From a mobile network service provider's point of view, the Apple iPad could become a disruptive device that threatens their legacy business model.

Moreover, the network operators were complicit in driving this trend -- they helped shape mainstream consumer perception that 3G/4G data plans are of questionable value.

Frankly, changing that perception is a daunting task. Why, you ask? Merely offering a shared data service plan is a pricing tactic, it's not the basis for a substantive and meaningful marketing strategy.

Clearly, most mobile network service providers are not prepared to face the apparent market realities. The early-adopters of 3G/4G data services could provide the key forward-looking signal to how and where the market upside eventually stalls.

eMarketer now predicts the number of Apple iPad users in America will rise by over 90 percent this year to 53.2 million, as current users replace older models and new adopters buy their first iPad.

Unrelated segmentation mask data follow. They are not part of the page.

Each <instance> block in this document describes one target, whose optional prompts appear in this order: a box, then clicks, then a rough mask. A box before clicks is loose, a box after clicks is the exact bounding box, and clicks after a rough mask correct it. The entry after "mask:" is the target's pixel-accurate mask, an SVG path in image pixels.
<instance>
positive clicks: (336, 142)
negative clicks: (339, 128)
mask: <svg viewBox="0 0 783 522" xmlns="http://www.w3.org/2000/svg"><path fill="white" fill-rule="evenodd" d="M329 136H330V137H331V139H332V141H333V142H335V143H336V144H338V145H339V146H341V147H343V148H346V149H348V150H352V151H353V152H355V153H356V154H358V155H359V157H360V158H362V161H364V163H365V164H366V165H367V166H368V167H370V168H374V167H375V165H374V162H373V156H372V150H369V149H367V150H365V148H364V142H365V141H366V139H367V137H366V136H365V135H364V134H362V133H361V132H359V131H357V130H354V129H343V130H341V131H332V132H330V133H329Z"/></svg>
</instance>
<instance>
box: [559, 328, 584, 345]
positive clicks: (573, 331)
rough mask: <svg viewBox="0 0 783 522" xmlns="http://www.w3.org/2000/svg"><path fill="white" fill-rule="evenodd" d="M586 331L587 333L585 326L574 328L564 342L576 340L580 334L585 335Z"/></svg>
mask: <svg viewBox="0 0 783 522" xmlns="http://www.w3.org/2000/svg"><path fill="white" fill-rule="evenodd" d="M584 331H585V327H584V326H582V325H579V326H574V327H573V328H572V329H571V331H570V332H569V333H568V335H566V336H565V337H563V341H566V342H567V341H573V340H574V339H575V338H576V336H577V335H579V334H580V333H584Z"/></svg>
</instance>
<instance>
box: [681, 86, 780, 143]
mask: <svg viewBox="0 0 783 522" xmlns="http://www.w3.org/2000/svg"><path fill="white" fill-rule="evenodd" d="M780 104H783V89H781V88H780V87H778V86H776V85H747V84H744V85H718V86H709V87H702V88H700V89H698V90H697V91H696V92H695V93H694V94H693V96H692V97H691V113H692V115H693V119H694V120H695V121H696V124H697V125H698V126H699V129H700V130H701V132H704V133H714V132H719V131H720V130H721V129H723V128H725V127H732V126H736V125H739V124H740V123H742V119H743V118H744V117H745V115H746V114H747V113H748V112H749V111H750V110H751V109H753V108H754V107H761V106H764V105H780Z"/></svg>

This year, the iPad will be in the hands of more than three-quarters of all American tablet users. Now, just imagine there was an awesome over-the-top VoIP application for iPad that's as successful as WhatsApp for smartphones. It could quickly destabilize the voice revenue status-quo.

But wait, is there some relief on the horizon for mobile network operators? Can this revolution be postponed? The level of iPad adoption is down significantly from last year's 143.9 percent growth, and could continue to decline.

eMarketer forecasts that by 2015, the number of iPad users will rise by just under 12 percent. Regardless, by then, more than one-third of all U.S. internet users will have a media tablet.

Compared to iPads, overall tablet penetration is rising more quickly and will reach 29.1 percent of internet users by the end of this year, but growth will still fall off to 11.9 percent by 2015.

Broken down by age, the fastest growth among tablet users as a whole will come in the under-12 and 65-and-older age groups, which have relatively low penetration compared with other groups.

Those segments of the population most likely to use a tablet will remain between the ages of 25 and 44 -- among whom around one-third of the total population will use a tablet in 2012.

eMarketer estimates more than half of tablet users this year to be men (54 percent), but by the end of the forecast period the gender split is expected to be even. Asians, at 26.2 percent penetration in 2012, are the most likely racial or ethnic group to use a media tablet -- followed by Hispanics, at 24 percent.

This compares with 21.4 percent of whites and 21.5 percent of blacks.

The ongoing media tablet adoption trend is the one to watch closely.